New York City will have to pay three Muslim women $180,000 because they had to remove their hijabs for police photos.
The New York Daily News reports that the women received the news Monday in court after filing separate civil rights suits against the city. The outcome is forcing the NYPD to strictly adhere to its policy on getting pictures of people wearing religious headgear.
The verdict was almost six years in the making, with the first case beginning in 2012 with a fight between three girls attending a Brooklyn high school. One of the girls suspected the other two were talking behind her back.
There was never any criminal prosecution, but the photos that the cops took when they investigated the fight eventually led to accusations that the girl’s civil rights had been abused.

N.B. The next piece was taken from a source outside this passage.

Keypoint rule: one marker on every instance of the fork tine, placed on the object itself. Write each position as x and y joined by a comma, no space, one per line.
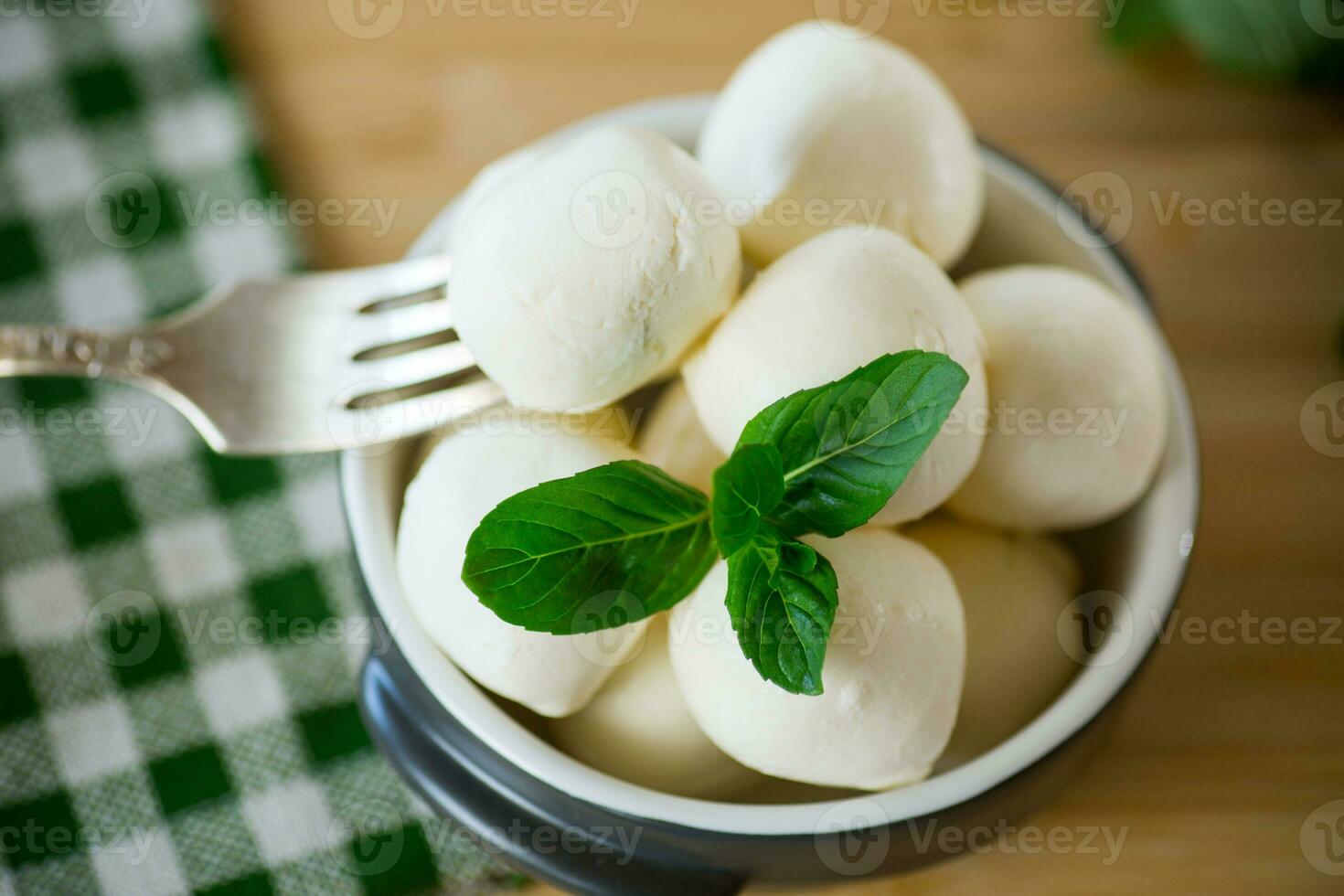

After her first booking, one of the teens was taken to a private room where she removed her hijab and a photograph was taken by a female police office. However, at the second booking, there were no female officers on hand to take the picture and the girl was not taken to a private room for the procedure.

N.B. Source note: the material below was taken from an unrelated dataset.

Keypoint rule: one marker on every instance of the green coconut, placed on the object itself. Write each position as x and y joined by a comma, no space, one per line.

The resulting civil action described the girl as feeling “exposed, violated and distraught” due to the experience.
Meanwhile in March 2015, the NYPD changed its policy relating to religious headgear and photos; people were given the choice of having their picture taken privately by a female officer.
That decision prompted the girl’s lawyer, Tahanie Aboushi, to file two additional suits based on hijabs being removed.
The three cases all proceeded to trial in 2017 with successful results and $60,000 in compensation for all three.
Aboushi told the Daily News the decision was a “great first step” that came as a result of collaboration.
“We did our best to establish good precedent,” Aboushi told the Daily News.